English football has been suspended until at least 30 April because of the continued spread of coronavirus.
But how have Premier League clubs been affected so far? And what work are they looking to carry out in the community?
Arsenal will continue to pay all matchday and non-matchday casual workers on the club's payroll to the 30 April, despite their Emirates Stadium and offices remaining closed.
"We are truly grateful for the outstanding efforts of all our staff across the club every day. We rely on their tireless service to provide a first-class experience for our fans, on matchdays and non-matchdays," said managing director Vinai Venkatesham.
"These are challenging times for everyone, but in particular our casual workers. This gesture is intended to ease their financial uncertainty while football is currently suspended to 30 April. "
Gunners boss Mikel Arteta, 37, was the first Premier League manager to test positive for coronavirus.

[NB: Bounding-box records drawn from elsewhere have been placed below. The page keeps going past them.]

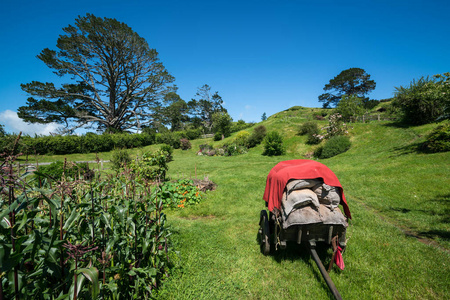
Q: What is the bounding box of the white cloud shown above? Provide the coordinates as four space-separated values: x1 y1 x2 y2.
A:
0 109 60 135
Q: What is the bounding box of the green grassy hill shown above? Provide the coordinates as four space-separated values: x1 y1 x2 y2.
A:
25 107 450 299
159 107 450 299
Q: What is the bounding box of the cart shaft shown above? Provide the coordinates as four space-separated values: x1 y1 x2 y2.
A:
309 241 342 300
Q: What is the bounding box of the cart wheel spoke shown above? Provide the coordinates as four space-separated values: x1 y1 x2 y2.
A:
258 210 270 255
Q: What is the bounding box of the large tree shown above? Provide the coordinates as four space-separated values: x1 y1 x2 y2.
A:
188 84 227 131
161 92 189 131
319 68 376 108
18 14 174 131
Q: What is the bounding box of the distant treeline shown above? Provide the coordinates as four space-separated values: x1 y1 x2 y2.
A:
0 129 203 155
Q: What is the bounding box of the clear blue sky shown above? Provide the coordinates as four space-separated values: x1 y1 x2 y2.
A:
0 0 450 133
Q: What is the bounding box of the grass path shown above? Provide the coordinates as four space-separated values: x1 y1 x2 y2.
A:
154 126 450 299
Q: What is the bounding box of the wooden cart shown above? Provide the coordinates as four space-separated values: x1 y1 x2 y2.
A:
258 160 350 299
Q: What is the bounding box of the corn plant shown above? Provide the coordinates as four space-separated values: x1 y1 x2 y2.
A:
0 150 174 299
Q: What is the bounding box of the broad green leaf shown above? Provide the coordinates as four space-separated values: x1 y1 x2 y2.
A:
78 267 100 299
63 209 80 230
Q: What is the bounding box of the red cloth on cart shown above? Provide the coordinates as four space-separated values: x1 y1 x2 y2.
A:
334 246 345 270
263 159 352 219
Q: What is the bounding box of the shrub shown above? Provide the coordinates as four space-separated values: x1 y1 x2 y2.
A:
199 144 213 152
159 144 173 162
298 121 319 135
227 144 247 156
234 130 250 147
306 129 323 145
213 131 222 142
298 121 323 145
111 149 131 170
157 131 181 149
422 122 450 153
158 179 201 208
325 113 348 139
263 131 285 156
185 128 202 141
247 125 267 148
313 111 328 120
315 135 351 158
393 73 450 125
180 139 191 150
131 149 168 181
39 161 92 180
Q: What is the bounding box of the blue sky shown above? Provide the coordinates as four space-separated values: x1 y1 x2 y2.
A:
0 0 450 134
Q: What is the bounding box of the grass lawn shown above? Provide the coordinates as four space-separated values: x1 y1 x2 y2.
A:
154 123 450 299
23 108 450 299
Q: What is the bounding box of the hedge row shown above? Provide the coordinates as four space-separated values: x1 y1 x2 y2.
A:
0 130 202 155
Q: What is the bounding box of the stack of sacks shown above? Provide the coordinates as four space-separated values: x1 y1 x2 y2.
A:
281 179 347 229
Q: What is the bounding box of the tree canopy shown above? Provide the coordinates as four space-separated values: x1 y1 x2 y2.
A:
18 14 174 131
319 68 376 108
188 84 227 131
393 73 450 125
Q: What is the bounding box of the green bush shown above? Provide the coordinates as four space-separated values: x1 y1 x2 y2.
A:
422 122 450 153
298 121 319 135
263 131 286 156
234 130 250 147
180 139 191 150
185 128 202 141
159 144 173 162
392 73 450 125
247 125 267 148
213 131 222 142
38 161 93 180
227 144 247 156
158 179 201 208
156 131 182 149
111 149 131 170
131 149 169 181
315 135 351 158
298 121 323 145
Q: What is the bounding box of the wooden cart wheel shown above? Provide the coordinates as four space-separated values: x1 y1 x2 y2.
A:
258 209 270 255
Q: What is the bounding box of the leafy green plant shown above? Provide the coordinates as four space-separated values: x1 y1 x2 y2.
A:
299 121 323 145
393 73 450 125
234 130 250 147
0 151 170 299
36 161 92 180
131 149 168 181
111 149 131 170
158 179 201 208
159 144 173 162
422 121 450 153
263 131 286 156
324 113 348 139
224 143 247 156
247 125 267 148
315 135 351 158
180 139 192 150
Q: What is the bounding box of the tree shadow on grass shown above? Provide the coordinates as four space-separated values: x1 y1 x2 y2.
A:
255 241 340 299
390 194 450 241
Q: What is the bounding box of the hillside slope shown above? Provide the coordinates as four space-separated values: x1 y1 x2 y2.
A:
159 108 450 299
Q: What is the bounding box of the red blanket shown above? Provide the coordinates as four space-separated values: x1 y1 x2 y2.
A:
263 159 352 219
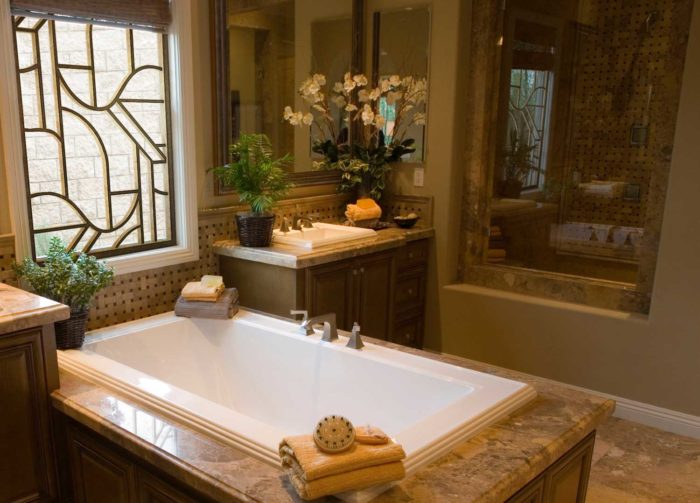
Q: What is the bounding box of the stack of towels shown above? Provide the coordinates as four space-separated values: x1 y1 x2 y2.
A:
279 427 406 500
175 275 238 319
345 198 382 226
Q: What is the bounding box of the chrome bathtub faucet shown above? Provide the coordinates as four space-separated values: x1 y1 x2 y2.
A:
290 310 338 342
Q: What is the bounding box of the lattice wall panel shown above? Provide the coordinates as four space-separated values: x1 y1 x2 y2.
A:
565 0 692 227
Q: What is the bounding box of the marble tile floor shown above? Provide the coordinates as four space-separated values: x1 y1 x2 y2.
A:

The club's training grounds have now reopened with a small workforce to maintain the facilities and pitches, although the men's first team, women and academy players will all continue to isolate at home.
Evangelos Marinakis, the owner of Olympiakos - the Greek side who played Arsenal in the Europa League in February - announced he had coronavirus on 10 March.
Almost 1,000 packed lunches intended for matchday staff at the postponed game with Chelsea were distributed to homeless organisations and sheltered accommodation units through the Aston Villa Foundation.
On 20 March the club also donated a large amount of fresh food to a charitable food distributor and players have provided messages of support through the #ViralKindness campaign.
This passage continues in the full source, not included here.